Sunday, May 26, 2019

6th Sunday OT @ St. Apollinaris Parish

MAY 26, 2019

The United States Bill of Rights is made up of the first 10 Amendments to the US Constitution, which add to the Constitution certain guarantees of personal rights and freedoms. They are based on previous, similar documents – among them the Virginia Declaration of Rights from 1776, The English Bill of Rights from 1689, and the Magna Carta from 1215.

The First Amendment was approved on December 15, 1791 and states:
Congress shall make no law respecting an establishment of religion, or prohibiting the free exercise thereof; or abridging the freedom of speech, or of the press; or the right of the people peaceably to assemble, and to petition the Government for a redress of grievances.
The first part of this amendment – covering Freedom of Religion – remains hotly debated to this day. Does this mean a wall or hedge of “separation of church and state?” as Thomas Jefferson proposed 10 years later? Or can it be reduced to “freedom of worship” as envisioned by Franklin D. Roosevelt in 1941?

Presently, there are 27 ratified amendments to the US Constitution, and six unratified proposed amendments still outstanding.

Today is the 6th Sunday of Easter.

We continue to move through the Acts of the Apostles, the Book of Revelation, and the Last Supper discourses of Jesus in John’s Gospel.

In the Book of Revelation Chapter 21, we hear of John’s vision of the “holy city Jerusalem coming down out of heaven from God.” John notes further along that he “saw no temple in the city for its temple is the Lord God almighty and the Lamb.
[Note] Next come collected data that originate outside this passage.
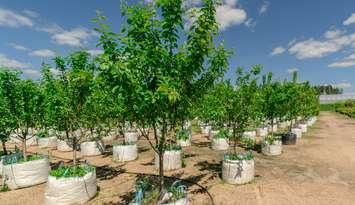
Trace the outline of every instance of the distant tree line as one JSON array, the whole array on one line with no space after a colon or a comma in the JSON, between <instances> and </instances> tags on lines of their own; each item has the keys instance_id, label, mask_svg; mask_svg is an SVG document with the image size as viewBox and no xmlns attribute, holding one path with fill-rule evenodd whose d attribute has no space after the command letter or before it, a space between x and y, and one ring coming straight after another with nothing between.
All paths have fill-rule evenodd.
<instances>
[{"instance_id":1,"label":"distant tree line","mask_svg":"<svg viewBox=\"0 0 355 205\"><path fill-rule=\"evenodd\" d=\"M342 88L337 88L333 85L317 85L314 88L320 95L343 94Z\"/></svg>"}]
</instances>

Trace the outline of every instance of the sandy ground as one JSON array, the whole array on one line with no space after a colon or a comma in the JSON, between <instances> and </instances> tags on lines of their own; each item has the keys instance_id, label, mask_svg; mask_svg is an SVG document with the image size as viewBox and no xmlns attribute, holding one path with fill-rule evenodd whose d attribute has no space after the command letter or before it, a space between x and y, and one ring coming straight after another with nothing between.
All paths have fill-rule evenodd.
<instances>
[{"instance_id":1,"label":"sandy ground","mask_svg":"<svg viewBox=\"0 0 355 205\"><path fill-rule=\"evenodd\" d=\"M152 150L144 140L139 147L134 162L113 163L110 153L85 158L97 166L100 190L88 204L127 204L134 191L134 173L157 173ZM47 152L37 147L30 151ZM246 185L229 185L220 179L223 152L211 150L206 136L194 135L193 146L184 153L186 167L166 175L206 187L216 205L355 204L355 121L334 113L321 113L297 145L283 147L281 156L255 152L256 179ZM71 153L50 154L53 162L71 158ZM42 184L0 193L0 204L42 204L44 189ZM212 204L196 185L189 186L189 199L190 204Z\"/></svg>"}]
</instances>

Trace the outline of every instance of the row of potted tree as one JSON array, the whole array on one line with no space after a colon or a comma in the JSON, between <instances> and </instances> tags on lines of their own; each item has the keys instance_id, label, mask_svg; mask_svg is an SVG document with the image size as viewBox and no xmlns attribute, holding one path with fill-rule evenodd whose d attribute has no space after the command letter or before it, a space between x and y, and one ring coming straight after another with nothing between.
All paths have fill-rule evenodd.
<instances>
[{"instance_id":1,"label":"row of potted tree","mask_svg":"<svg viewBox=\"0 0 355 205\"><path fill-rule=\"evenodd\" d=\"M295 123L317 114L317 98L296 74L292 81L275 81L271 73L261 76L261 66L237 69L235 82L223 80L231 52L214 41L217 5L214 0L193 10L185 9L181 0L123 5L127 21L119 35L102 15L94 20L104 50L96 58L85 51L56 57L53 66L43 64L42 77L35 82L1 70L6 184L16 189L47 181L46 204L84 203L97 192L96 172L78 162L77 150L84 156L102 154L102 140L123 136L114 143L113 159L131 161L138 156L141 136L155 152L159 183L151 188L158 191L159 203L185 203L185 189L166 184L164 171L182 167L182 147L190 145L196 117L214 149L227 149L226 138L233 139L233 152L224 156L223 179L233 184L252 180L253 156L238 153L237 146L249 147L245 136L257 132L265 137L264 153L280 152L272 147L279 142L277 126L285 123L290 133L299 133ZM188 25L186 15L193 17ZM285 143L294 141L290 133L283 135ZM6 142L15 138L22 149L9 153ZM45 156L27 155L31 139L41 147L71 151L73 163L50 170ZM132 203L139 204L149 193L137 195Z\"/></svg>"}]
</instances>

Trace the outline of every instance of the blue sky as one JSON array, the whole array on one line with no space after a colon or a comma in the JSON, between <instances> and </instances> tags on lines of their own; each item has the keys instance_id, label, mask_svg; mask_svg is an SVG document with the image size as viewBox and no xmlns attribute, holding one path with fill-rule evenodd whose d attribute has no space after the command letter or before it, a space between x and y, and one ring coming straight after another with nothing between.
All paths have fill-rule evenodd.
<instances>
[{"instance_id":1,"label":"blue sky","mask_svg":"<svg viewBox=\"0 0 355 205\"><path fill-rule=\"evenodd\" d=\"M54 55L78 48L99 53L90 22L96 10L119 30L118 0L2 0L0 66L36 78L41 62ZM227 77L238 66L262 64L280 79L298 70L302 80L355 91L354 0L224 0L217 19L220 38L235 52Z\"/></svg>"}]
</instances>

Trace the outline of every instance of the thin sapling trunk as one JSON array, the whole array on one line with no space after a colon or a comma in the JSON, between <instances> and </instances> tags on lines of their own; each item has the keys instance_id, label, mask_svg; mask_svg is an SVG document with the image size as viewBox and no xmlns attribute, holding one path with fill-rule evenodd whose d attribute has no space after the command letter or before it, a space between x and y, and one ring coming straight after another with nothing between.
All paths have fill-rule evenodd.
<instances>
[{"instance_id":1,"label":"thin sapling trunk","mask_svg":"<svg viewBox=\"0 0 355 205\"><path fill-rule=\"evenodd\" d=\"M6 141L1 140L1 144L2 144L2 150L3 150L4 155L7 155Z\"/></svg>"}]
</instances>

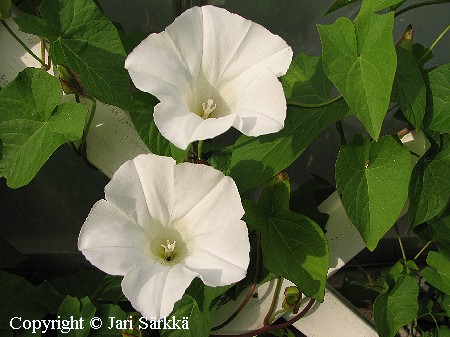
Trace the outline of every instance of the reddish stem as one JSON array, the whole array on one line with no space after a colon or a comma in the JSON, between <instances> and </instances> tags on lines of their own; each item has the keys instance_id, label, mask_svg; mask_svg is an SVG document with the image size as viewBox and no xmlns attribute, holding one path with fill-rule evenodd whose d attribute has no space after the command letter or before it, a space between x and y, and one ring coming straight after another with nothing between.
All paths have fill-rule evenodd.
<instances>
[{"instance_id":1,"label":"reddish stem","mask_svg":"<svg viewBox=\"0 0 450 337\"><path fill-rule=\"evenodd\" d=\"M311 309L311 307L313 306L315 300L311 299L308 304L306 305L306 307L295 317L291 318L289 321L280 323L280 324L276 324L276 325L269 325L269 326L264 326L262 328L253 330L253 331L249 331L249 332L245 332L242 334L238 334L238 335L210 335L211 337L253 337L255 335L259 335L262 334L264 332L267 331L272 331L272 330L278 330L278 329L283 329L286 328L292 324L294 324L295 322L297 322L300 318L302 318L303 316L305 316L308 311Z\"/></svg>"}]
</instances>

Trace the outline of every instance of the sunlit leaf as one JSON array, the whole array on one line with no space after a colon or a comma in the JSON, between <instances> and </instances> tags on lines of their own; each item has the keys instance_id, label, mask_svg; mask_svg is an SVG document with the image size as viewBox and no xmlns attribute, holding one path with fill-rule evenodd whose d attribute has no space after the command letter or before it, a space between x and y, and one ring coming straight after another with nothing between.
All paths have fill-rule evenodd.
<instances>
[{"instance_id":1,"label":"sunlit leaf","mask_svg":"<svg viewBox=\"0 0 450 337\"><path fill-rule=\"evenodd\" d=\"M409 151L392 136L370 142L356 135L341 148L336 187L348 217L370 250L400 215L410 175Z\"/></svg>"},{"instance_id":2,"label":"sunlit leaf","mask_svg":"<svg viewBox=\"0 0 450 337\"><path fill-rule=\"evenodd\" d=\"M319 301L324 298L328 245L314 221L289 210L289 183L267 187L258 203L245 203L244 221L261 232L264 266Z\"/></svg>"},{"instance_id":3,"label":"sunlit leaf","mask_svg":"<svg viewBox=\"0 0 450 337\"><path fill-rule=\"evenodd\" d=\"M367 13L355 24L339 18L317 26L325 73L374 139L387 112L397 65L393 23L393 13Z\"/></svg>"},{"instance_id":4,"label":"sunlit leaf","mask_svg":"<svg viewBox=\"0 0 450 337\"><path fill-rule=\"evenodd\" d=\"M60 105L61 85L43 70L28 68L0 91L0 176L8 186L28 184L62 144L81 138L87 108Z\"/></svg>"}]
</instances>

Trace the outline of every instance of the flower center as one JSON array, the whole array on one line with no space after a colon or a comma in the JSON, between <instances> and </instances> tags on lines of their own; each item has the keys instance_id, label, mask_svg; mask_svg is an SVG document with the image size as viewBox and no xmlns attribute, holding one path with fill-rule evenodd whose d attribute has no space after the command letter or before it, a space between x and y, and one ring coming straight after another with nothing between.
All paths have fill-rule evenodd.
<instances>
[{"instance_id":1,"label":"flower center","mask_svg":"<svg viewBox=\"0 0 450 337\"><path fill-rule=\"evenodd\" d=\"M161 247L164 248L164 258L166 259L166 261L172 261L172 259L174 258L173 251L175 250L176 243L176 241L170 243L169 240L166 240L165 245L161 244Z\"/></svg>"},{"instance_id":2,"label":"flower center","mask_svg":"<svg viewBox=\"0 0 450 337\"><path fill-rule=\"evenodd\" d=\"M208 98L205 103L202 103L203 114L200 117L203 119L209 118L209 115L216 107L217 104L214 104L214 101L211 98Z\"/></svg>"}]
</instances>

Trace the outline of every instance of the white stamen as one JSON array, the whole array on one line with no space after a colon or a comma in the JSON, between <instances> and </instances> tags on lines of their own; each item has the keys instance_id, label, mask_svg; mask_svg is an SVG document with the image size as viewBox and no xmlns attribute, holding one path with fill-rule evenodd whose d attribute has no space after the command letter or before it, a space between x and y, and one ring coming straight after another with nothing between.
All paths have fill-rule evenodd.
<instances>
[{"instance_id":1,"label":"white stamen","mask_svg":"<svg viewBox=\"0 0 450 337\"><path fill-rule=\"evenodd\" d=\"M166 240L165 245L161 244L161 247L164 248L165 259L167 261L172 260L172 258L173 258L172 253L175 250L176 243L177 243L176 241L174 241L173 243L170 243L169 240Z\"/></svg>"},{"instance_id":2,"label":"white stamen","mask_svg":"<svg viewBox=\"0 0 450 337\"><path fill-rule=\"evenodd\" d=\"M217 104L214 104L214 105L213 104L214 104L214 101L211 98L208 98L208 100L205 103L202 103L203 115L201 117L203 119L207 119L209 117L209 115L217 107Z\"/></svg>"}]
</instances>

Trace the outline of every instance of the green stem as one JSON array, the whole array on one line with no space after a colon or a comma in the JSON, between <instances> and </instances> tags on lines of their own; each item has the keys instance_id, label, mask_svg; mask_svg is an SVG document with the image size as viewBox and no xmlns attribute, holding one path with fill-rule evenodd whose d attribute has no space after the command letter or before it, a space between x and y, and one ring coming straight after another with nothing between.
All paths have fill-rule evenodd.
<instances>
[{"instance_id":1,"label":"green stem","mask_svg":"<svg viewBox=\"0 0 450 337\"><path fill-rule=\"evenodd\" d=\"M42 61L38 56L36 56L35 53L33 53L31 51L30 48L27 47L27 45L12 31L11 28L9 28L8 24L6 23L5 20L1 20L3 26L6 28L6 30L8 31L9 34L11 34L11 36L17 41L19 42L19 44L28 52L28 54L30 54L34 59L36 59L40 64L42 64L42 66L47 69L47 65L45 64L44 61Z\"/></svg>"},{"instance_id":2,"label":"green stem","mask_svg":"<svg viewBox=\"0 0 450 337\"><path fill-rule=\"evenodd\" d=\"M398 243L400 244L400 249L402 251L403 260L406 261L405 249L403 248L403 242L402 242L402 238L400 237L400 232L398 231L397 224L394 224L394 227L395 227L395 231L397 232L397 239L398 239Z\"/></svg>"},{"instance_id":3,"label":"green stem","mask_svg":"<svg viewBox=\"0 0 450 337\"><path fill-rule=\"evenodd\" d=\"M420 255L422 255L422 253L425 251L425 249L427 249L427 247L430 245L430 243L433 241L428 241L425 246L422 247L421 250L419 250L419 252L416 254L416 256L414 256L413 260L417 260L419 258Z\"/></svg>"},{"instance_id":4,"label":"green stem","mask_svg":"<svg viewBox=\"0 0 450 337\"><path fill-rule=\"evenodd\" d=\"M87 135L88 135L89 129L91 127L92 120L94 119L95 110L97 109L97 101L95 100L95 98L93 98L91 96L86 96L86 98L88 98L91 101L92 107L91 107L91 112L89 114L89 119L86 123L86 126L84 127L83 137L81 138L80 149L84 149L86 147Z\"/></svg>"},{"instance_id":5,"label":"green stem","mask_svg":"<svg viewBox=\"0 0 450 337\"><path fill-rule=\"evenodd\" d=\"M431 50L433 50L433 48L436 46L436 44L439 42L440 39L442 39L442 37L448 32L448 30L450 29L450 25L447 26L447 28L445 28L441 34L439 34L439 36L436 38L436 40L434 40L433 44L430 46L430 48L428 48L428 50L425 52L425 54L422 55L422 57L419 59L419 63L421 61L423 61L425 59L425 57L427 57L427 55L429 53L431 53Z\"/></svg>"},{"instance_id":6,"label":"green stem","mask_svg":"<svg viewBox=\"0 0 450 337\"><path fill-rule=\"evenodd\" d=\"M42 60L45 60L45 52L46 52L46 49L45 49L45 40L44 40L43 37L40 37L39 39L40 39L40 41L41 41L41 59L42 59ZM50 53L48 53L47 64L45 64L45 65L42 64L41 68L44 69L45 71L50 70L50 61L51 61L51 59L50 59Z\"/></svg>"},{"instance_id":7,"label":"green stem","mask_svg":"<svg viewBox=\"0 0 450 337\"><path fill-rule=\"evenodd\" d=\"M273 310L278 302L278 297L280 295L281 284L283 283L283 278L281 276L277 277L277 285L275 286L275 292L273 293L272 303L270 303L269 311L264 317L264 326L270 325L270 317L272 316Z\"/></svg>"},{"instance_id":8,"label":"green stem","mask_svg":"<svg viewBox=\"0 0 450 337\"><path fill-rule=\"evenodd\" d=\"M199 160L202 159L202 150L203 150L203 140L199 140L197 146L197 157Z\"/></svg>"},{"instance_id":9,"label":"green stem","mask_svg":"<svg viewBox=\"0 0 450 337\"><path fill-rule=\"evenodd\" d=\"M286 309L280 309L278 311L275 311L274 314L272 316L270 316L269 324L272 324L273 322L275 322L275 320L279 314L285 314L286 312L287 312Z\"/></svg>"},{"instance_id":10,"label":"green stem","mask_svg":"<svg viewBox=\"0 0 450 337\"><path fill-rule=\"evenodd\" d=\"M369 275L369 273L366 272L364 268L361 267L356 261L353 261L353 263L355 264L356 268L358 268L358 270L366 277L367 281L369 282L369 286L375 287L375 284L373 283L372 277Z\"/></svg>"},{"instance_id":11,"label":"green stem","mask_svg":"<svg viewBox=\"0 0 450 337\"><path fill-rule=\"evenodd\" d=\"M419 8L419 7L423 7L423 6L428 6L428 5L437 5L437 4L443 4L446 2L450 2L450 0L434 0L434 1L425 1L425 2L420 2L418 4L414 4L408 7L405 7L401 10L399 10L397 13L395 13L394 17L399 16L411 9L415 9L415 8Z\"/></svg>"},{"instance_id":12,"label":"green stem","mask_svg":"<svg viewBox=\"0 0 450 337\"><path fill-rule=\"evenodd\" d=\"M302 103L302 102L298 102L296 100L292 100L292 99L288 99L287 100L287 105L293 105L293 106L299 106L302 108L321 108L323 106L327 106L330 105L336 101L339 101L342 98L342 95L339 95L333 99L330 99L329 101L326 102L322 102L322 103L316 103L316 104L310 104L310 103Z\"/></svg>"}]
</instances>

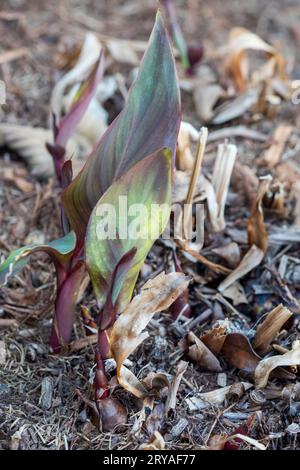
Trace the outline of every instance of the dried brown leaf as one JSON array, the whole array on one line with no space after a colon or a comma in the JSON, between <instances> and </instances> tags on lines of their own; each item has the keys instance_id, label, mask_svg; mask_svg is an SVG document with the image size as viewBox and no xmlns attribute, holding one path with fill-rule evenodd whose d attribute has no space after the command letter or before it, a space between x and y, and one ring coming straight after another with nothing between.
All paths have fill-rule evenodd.
<instances>
[{"instance_id":1,"label":"dried brown leaf","mask_svg":"<svg viewBox=\"0 0 300 470\"><path fill-rule=\"evenodd\" d=\"M257 327L253 342L253 347L259 354L264 355L270 351L271 342L292 315L292 312L282 304L268 313L263 323Z\"/></svg>"},{"instance_id":2,"label":"dried brown leaf","mask_svg":"<svg viewBox=\"0 0 300 470\"><path fill-rule=\"evenodd\" d=\"M221 364L216 356L192 331L188 333L188 342L192 344L189 346L188 356L200 367L216 372L222 371Z\"/></svg>"},{"instance_id":3,"label":"dried brown leaf","mask_svg":"<svg viewBox=\"0 0 300 470\"><path fill-rule=\"evenodd\" d=\"M271 175L260 179L257 197L253 204L247 227L249 245L256 245L264 253L266 253L268 248L268 232L265 227L263 199L269 190L271 181Z\"/></svg>"},{"instance_id":4,"label":"dried brown leaf","mask_svg":"<svg viewBox=\"0 0 300 470\"><path fill-rule=\"evenodd\" d=\"M267 54L270 64L256 70L252 74L252 82L257 83L267 78L279 76L285 78L285 61L283 57L268 43L251 31L235 27L229 33L226 58L226 69L232 76L238 90L243 91L249 81L248 50L263 51Z\"/></svg>"},{"instance_id":5,"label":"dried brown leaf","mask_svg":"<svg viewBox=\"0 0 300 470\"><path fill-rule=\"evenodd\" d=\"M246 372L254 372L261 359L242 333L229 333L226 336L222 354L232 366Z\"/></svg>"},{"instance_id":6,"label":"dried brown leaf","mask_svg":"<svg viewBox=\"0 0 300 470\"><path fill-rule=\"evenodd\" d=\"M217 356L224 344L226 339L228 328L228 321L225 320L222 324L214 326L211 330L207 331L201 336L201 341L208 347L208 349Z\"/></svg>"},{"instance_id":7,"label":"dried brown leaf","mask_svg":"<svg viewBox=\"0 0 300 470\"><path fill-rule=\"evenodd\" d=\"M147 390L123 363L148 338L144 329L154 314L169 308L188 284L189 278L182 273L159 274L144 285L111 330L111 352L117 363L119 383L139 398L147 395Z\"/></svg>"}]
</instances>

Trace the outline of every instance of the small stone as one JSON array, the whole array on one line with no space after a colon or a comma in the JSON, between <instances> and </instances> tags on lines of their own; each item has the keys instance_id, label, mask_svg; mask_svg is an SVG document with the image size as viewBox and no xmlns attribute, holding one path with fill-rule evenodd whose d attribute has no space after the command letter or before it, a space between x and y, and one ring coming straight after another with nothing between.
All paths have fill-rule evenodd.
<instances>
[{"instance_id":1,"label":"small stone","mask_svg":"<svg viewBox=\"0 0 300 470\"><path fill-rule=\"evenodd\" d=\"M225 372L220 372L220 374L217 375L217 384L219 387L226 387L227 385L227 375Z\"/></svg>"},{"instance_id":2,"label":"small stone","mask_svg":"<svg viewBox=\"0 0 300 470\"><path fill-rule=\"evenodd\" d=\"M39 399L39 404L43 410L50 410L52 406L52 396L53 396L53 384L52 380L49 377L45 377L42 380L42 390L41 396Z\"/></svg>"},{"instance_id":3,"label":"small stone","mask_svg":"<svg viewBox=\"0 0 300 470\"><path fill-rule=\"evenodd\" d=\"M173 437L180 436L180 434L185 430L189 424L188 420L185 418L180 418L180 420L173 426L171 429L171 434Z\"/></svg>"}]
</instances>

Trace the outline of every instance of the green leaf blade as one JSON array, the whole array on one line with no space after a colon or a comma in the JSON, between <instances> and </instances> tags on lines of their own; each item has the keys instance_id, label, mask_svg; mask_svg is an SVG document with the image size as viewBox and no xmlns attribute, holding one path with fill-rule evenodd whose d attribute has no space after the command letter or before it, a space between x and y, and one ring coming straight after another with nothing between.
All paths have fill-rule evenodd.
<instances>
[{"instance_id":1,"label":"green leaf blade","mask_svg":"<svg viewBox=\"0 0 300 470\"><path fill-rule=\"evenodd\" d=\"M85 236L89 216L109 186L133 165L169 147L173 157L180 125L174 58L160 13L123 111L107 129L62 200L71 227Z\"/></svg>"},{"instance_id":2,"label":"green leaf blade","mask_svg":"<svg viewBox=\"0 0 300 470\"><path fill-rule=\"evenodd\" d=\"M46 252L52 258L56 268L59 269L69 261L75 246L76 235L74 232L70 232L65 237L48 244L32 244L14 250L0 265L0 285L5 285L11 276L23 269L33 253Z\"/></svg>"},{"instance_id":3,"label":"green leaf blade","mask_svg":"<svg viewBox=\"0 0 300 470\"><path fill-rule=\"evenodd\" d=\"M124 199L127 200L127 212ZM136 204L144 207L134 214ZM108 216L109 227L115 225L116 237L99 236L105 205L115 210L115 217ZM171 207L171 150L161 149L132 167L105 192L94 208L86 236L86 266L101 307L109 292L113 292L114 304L122 311L131 299L140 268L156 238L165 229ZM132 210L133 209L133 210ZM120 215L120 217L119 217ZM138 221L136 237L130 229ZM127 232L124 233L126 223ZM113 234L114 235L114 234ZM127 272L118 279L118 286L111 286L111 279L120 259L136 248L135 256Z\"/></svg>"}]
</instances>

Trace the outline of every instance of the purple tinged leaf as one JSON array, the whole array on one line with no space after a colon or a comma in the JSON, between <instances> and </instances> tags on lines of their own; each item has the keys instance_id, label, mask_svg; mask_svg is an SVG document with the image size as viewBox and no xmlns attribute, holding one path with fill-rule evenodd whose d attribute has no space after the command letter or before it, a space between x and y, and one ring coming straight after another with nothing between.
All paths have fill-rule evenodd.
<instances>
[{"instance_id":1,"label":"purple tinged leaf","mask_svg":"<svg viewBox=\"0 0 300 470\"><path fill-rule=\"evenodd\" d=\"M114 181L160 148L170 147L174 157L180 117L174 58L158 12L123 111L63 193L66 215L80 239L85 236L91 211Z\"/></svg>"},{"instance_id":2,"label":"purple tinged leaf","mask_svg":"<svg viewBox=\"0 0 300 470\"><path fill-rule=\"evenodd\" d=\"M67 142L75 131L84 116L95 92L102 79L104 69L103 52L101 51L99 59L89 74L87 80L81 84L73 101L73 106L69 112L62 118L59 124L53 115L53 134L54 143L46 143L46 148L54 161L55 173L62 184L62 171L66 153ZM63 186L63 184L62 184ZM63 186L64 187L64 186Z\"/></svg>"},{"instance_id":3,"label":"purple tinged leaf","mask_svg":"<svg viewBox=\"0 0 300 470\"><path fill-rule=\"evenodd\" d=\"M130 267L132 266L132 262L136 255L136 252L136 247L131 248L131 250L125 253L120 259L120 261L118 261L117 265L115 266L112 272L111 279L109 281L109 291L107 294L106 302L97 318L97 323L99 325L100 330L106 330L115 322L116 315L118 313L115 309L115 303L121 292L124 278L126 277Z\"/></svg>"},{"instance_id":4,"label":"purple tinged leaf","mask_svg":"<svg viewBox=\"0 0 300 470\"><path fill-rule=\"evenodd\" d=\"M84 263L78 262L69 273L66 273L64 280L58 282L50 336L50 348L54 353L60 352L70 342L78 291L85 272Z\"/></svg>"},{"instance_id":5,"label":"purple tinged leaf","mask_svg":"<svg viewBox=\"0 0 300 470\"><path fill-rule=\"evenodd\" d=\"M73 105L70 111L62 118L57 126L55 144L65 148L71 134L75 131L84 116L91 100L94 97L97 86L103 77L104 57L103 51L100 52L99 59L93 67L88 79L82 83L76 93Z\"/></svg>"}]
</instances>

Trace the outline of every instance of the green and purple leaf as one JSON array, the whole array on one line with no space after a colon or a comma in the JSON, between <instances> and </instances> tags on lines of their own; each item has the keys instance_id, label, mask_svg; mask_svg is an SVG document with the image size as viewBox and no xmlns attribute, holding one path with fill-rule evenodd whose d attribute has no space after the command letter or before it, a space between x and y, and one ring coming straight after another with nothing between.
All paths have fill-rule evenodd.
<instances>
[{"instance_id":1,"label":"green and purple leaf","mask_svg":"<svg viewBox=\"0 0 300 470\"><path fill-rule=\"evenodd\" d=\"M108 296L117 312L130 301L140 268L169 220L171 167L171 150L156 151L115 181L94 208L85 255L100 308ZM131 253L126 269L120 266L116 273L122 257Z\"/></svg>"},{"instance_id":2,"label":"green and purple leaf","mask_svg":"<svg viewBox=\"0 0 300 470\"><path fill-rule=\"evenodd\" d=\"M5 285L11 276L24 268L29 261L30 255L37 251L44 251L52 258L58 276L61 276L75 246L76 235L74 232L70 232L65 237L48 244L32 244L13 251L0 265L0 285Z\"/></svg>"},{"instance_id":3,"label":"green and purple leaf","mask_svg":"<svg viewBox=\"0 0 300 470\"><path fill-rule=\"evenodd\" d=\"M62 118L59 124L56 123L56 117L53 115L54 143L47 143L46 147L53 157L55 172L59 180L61 180L67 142L84 117L84 113L94 97L97 86L103 77L103 70L104 58L103 51L101 51L99 59L88 78L80 85L69 112Z\"/></svg>"},{"instance_id":4,"label":"green and purple leaf","mask_svg":"<svg viewBox=\"0 0 300 470\"><path fill-rule=\"evenodd\" d=\"M93 208L114 181L163 147L171 149L174 159L180 117L174 58L158 12L124 109L63 192L65 213L81 240Z\"/></svg>"}]
</instances>

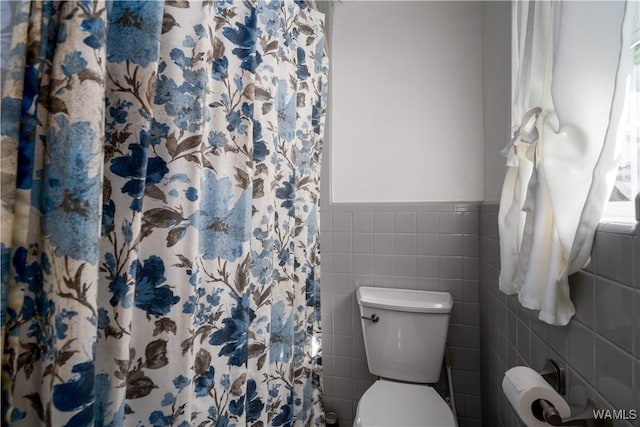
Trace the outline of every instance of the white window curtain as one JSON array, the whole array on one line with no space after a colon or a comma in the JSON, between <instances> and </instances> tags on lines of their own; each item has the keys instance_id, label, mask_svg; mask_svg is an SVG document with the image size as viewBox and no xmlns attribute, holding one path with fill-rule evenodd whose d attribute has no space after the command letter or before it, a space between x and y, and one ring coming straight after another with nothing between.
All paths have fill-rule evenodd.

Our reading today is missing seven verses in the middle which describe this city as a fascinating construction of jewels and gems. But perhaps most fascinating is its size, which would be 1,500 miles square. This is roughly the distance from San Francisco to Nebraska, or from North Dakota to Texas.

In other words, this isn’t a city – this is a country!

The other feature is that the holy city is not merely the home of the Bride of Christ. Rather, this city itself is the Bride of Christ. So it isn’t made up of buildings – the holy city is made up of people.
And while John “saw no temple in the city” this was because the “temple is the Lord God almighty and the Lamb.

Instead of a separation of Church and State, what John sees is a city – which is big enough to be a country – coming down from God, and God Himself is the temple, from whom and out of whom the city itself has descended.

In a sense, what John is seeing is an unimaginable unity between God and man, and between Christ and His Bride, the Church.

In the first reading from Acts, we hear of the First Council (ever) of the Church. Yet St. Peter doesn’t indicate that things went to a vote, or that the Apostles lobbied or politicked for various positions. Rather, Peter says:
It is the decision of the Holy Spirit and of us …
implying that this unity seen by John in Revelation is already in place.

For ourselves, we tend to impose human and worldly models on the Church, which can cause separation from God and division among the people of God.

In the Gospel, Jesus bestows “peace” on the Apostles, that is – upon the Church. And this is not a worldly peace but a heavenly peace.

Perhaps a good rule of thumb in distinguishing the two is that the world’s peace (or the lack of peace) is more often than not based on resources or the lack of resources … while Christ’s peace – the peace that comes from God – is based upon relationships.

In all of this, we can be assured that through Holy Baptism we share in the divine life of the Most Holy Trinity … through Confirmation we have received the fullness of the Holy Spirit … and through the Eucharist we receive Jesus Christ, Body and Blood, Soul and Divinity.

May the Eucharist we receive today incorporate us more and more into Christ and His Church. And may God’s saving grace draw us deeper into our relationship with Him – Father, Son, and Holy Spirit – every day … and every moment of our lives.